Nei casi in cui il minore viene allontanato dal nucleo familiare, può verificarsi che quest’ultimo venga allontanato da ambedue i genitori e quindi viene collocato presso una casa-famiglia, nella quale c’è un nucleo differente da quello familiare, e nella quale vi sono delle nuove figure di riferimento e che permettono una buona riuscita del trattamento solo quando vi è una collaborazione fra il terapista e l’istituto dov’è collocato il minore, inoltre questa soluzione dev’essere solo temporanea, infatti il bambino che viene collocato presso questi tipi di istituti sa che vive in questo contesto solo per un periodo limitato di tempo nella quale la sua famiglia di origine riacquista quelle competenze che sono momentaneamente assenti.

Vi è la necessità in questi contesti di essere chiari sia sul trattamento nei confronti dei genitori e sia nei confronti del bambino, in modo da evitare ulteriori traumi o lunghi periodi di istituzionalizzazione, inoltre è doveroso che vi sia una collaborazione fra strutture e istituzioni per fornire ai giudici delle indicazioni dettagliate dell’intervento.

Nei casi in cui invece l’allontanamento del minore riguarda un solo genitore e conseguentemente la sua collocazione presso l’altro genitore, quest’ultimo necessita di un supporto terapeutico e logistico e se vi è la esigenza anche di una protezione collocando, nei casi in cui sia la madre presso una struttura madre- bambino, attivando un lavoro di supporto alla donna che potrebbe ricevere dei ricatti o delle minacce ritrattare le accuse mosse nei confronti dell’altro coniuge, abusante o maltrattante quale che sia, quindi fin dal principio vi è la necessità di svolgere un lavoro anche di mediazione fra i sue genitori e di una psicoterapia di coppia dove questo sia possibile.

Altri possono essere i casi in cui a seguito della diagnosi negativa su ambedue i genitori, e conseguentemente ad una sospensione della potestà genitoriali il bambino venga collocato in affidamento, che può rappresentare un mezzo molto efficiente se utilizzato nel modo opportuno attraverso una terapia familiare e individuale per permettere la recuperabilità della famiglia di origine del bambino. Nei casi in cui però la famiglia non sfrutta nemmeno quest’ulteriore mezzo a disposizione per riacquistare le competenze genitoriali, oppure perché totalmente impossibilitati in questo processo, come nei casi di genitori con problemi psichiatrici, non vi sarà una vita serena e tranquilla per i figli che nella maggior parte dei casi sono collocati in affidamenti intrafamiliari, perché vi è un’interferenza continua da parte del genitore nella sua stessa famiglia, e l’impossibilità o l’incapacità dell’affidatario di opporsi a questa intrusione da parte dei genitori. Per ovviare questo pericolo è necessario che il servizio oltre ad occuparsi del minore si faccia carico anche della famiglia affidataria, attivando anche una terapia a sostegno della nuova famiglia.

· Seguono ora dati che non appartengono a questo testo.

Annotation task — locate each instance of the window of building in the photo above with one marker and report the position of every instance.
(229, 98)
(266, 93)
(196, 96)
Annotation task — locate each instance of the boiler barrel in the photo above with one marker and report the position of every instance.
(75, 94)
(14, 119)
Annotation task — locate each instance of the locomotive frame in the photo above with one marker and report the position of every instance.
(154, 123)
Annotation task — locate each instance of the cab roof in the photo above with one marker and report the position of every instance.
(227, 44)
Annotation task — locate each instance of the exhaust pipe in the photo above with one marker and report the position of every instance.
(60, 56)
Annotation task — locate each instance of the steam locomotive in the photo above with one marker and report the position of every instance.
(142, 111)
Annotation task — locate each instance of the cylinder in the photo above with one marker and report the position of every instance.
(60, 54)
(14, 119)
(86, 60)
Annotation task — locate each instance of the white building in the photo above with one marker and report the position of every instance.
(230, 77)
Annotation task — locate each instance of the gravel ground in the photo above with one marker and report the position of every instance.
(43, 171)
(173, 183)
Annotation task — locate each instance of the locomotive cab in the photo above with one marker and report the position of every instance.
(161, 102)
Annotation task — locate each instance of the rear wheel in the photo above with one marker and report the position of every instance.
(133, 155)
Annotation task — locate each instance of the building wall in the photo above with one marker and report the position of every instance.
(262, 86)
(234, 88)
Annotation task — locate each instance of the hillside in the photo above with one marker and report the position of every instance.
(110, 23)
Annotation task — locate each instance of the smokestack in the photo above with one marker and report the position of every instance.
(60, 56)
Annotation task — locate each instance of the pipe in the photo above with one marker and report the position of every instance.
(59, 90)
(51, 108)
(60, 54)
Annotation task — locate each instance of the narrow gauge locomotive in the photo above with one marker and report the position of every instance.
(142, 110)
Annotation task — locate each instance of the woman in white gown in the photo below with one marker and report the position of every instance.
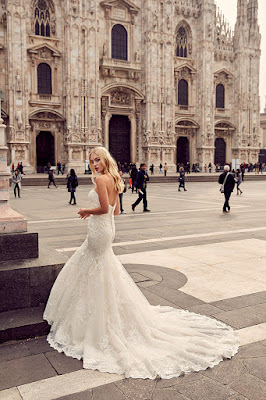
(98, 314)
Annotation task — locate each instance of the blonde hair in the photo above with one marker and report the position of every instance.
(110, 167)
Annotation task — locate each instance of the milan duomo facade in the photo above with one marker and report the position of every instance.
(151, 80)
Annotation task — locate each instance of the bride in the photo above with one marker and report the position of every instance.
(98, 314)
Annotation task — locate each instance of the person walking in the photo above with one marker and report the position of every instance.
(51, 178)
(227, 181)
(98, 314)
(238, 180)
(181, 179)
(152, 169)
(122, 211)
(133, 176)
(59, 168)
(165, 168)
(243, 167)
(141, 185)
(72, 184)
(16, 182)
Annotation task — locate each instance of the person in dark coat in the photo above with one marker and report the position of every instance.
(228, 186)
(72, 183)
(141, 185)
(51, 178)
(133, 176)
(181, 179)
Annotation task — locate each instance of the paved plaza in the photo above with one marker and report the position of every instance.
(187, 254)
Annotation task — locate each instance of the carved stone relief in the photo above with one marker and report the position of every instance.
(120, 98)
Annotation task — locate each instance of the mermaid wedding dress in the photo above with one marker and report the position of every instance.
(98, 314)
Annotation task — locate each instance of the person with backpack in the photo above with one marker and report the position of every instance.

Altri casi nella quale vi è un’irrecuperabilità dei genitori avviene che il bambino viene dichiarato adottabile, ma spesse volte fra questa definizione e la reala adottabilità del minore a causa dei numerosi ricorsi che avviano i genitori, passano molti anni non permettendo quindi al minore di raggiungere una certa stabilità affettiva, sociale e psicologica, mentre il bambino necessita proprio di assumere nella sua mente alcune figure di riferimento per creare la sua personalità e per trovare dei punti di aggancio tali da permettergli lo sviluppo e raggiungere un equilibrio nella sua vita e nella sua persona. In questi casi la terapia individuale al minore serve proprio per permettergli di elaborare la fine di una relazione con i suoi genitori, di essere chiari con i bambini e aiutarli ad elaborare il vissuto, la perdita quasi come se fosse un lutto e indirizzarli verso un futuro diverso da quello vissuto fino a poco tempo prima.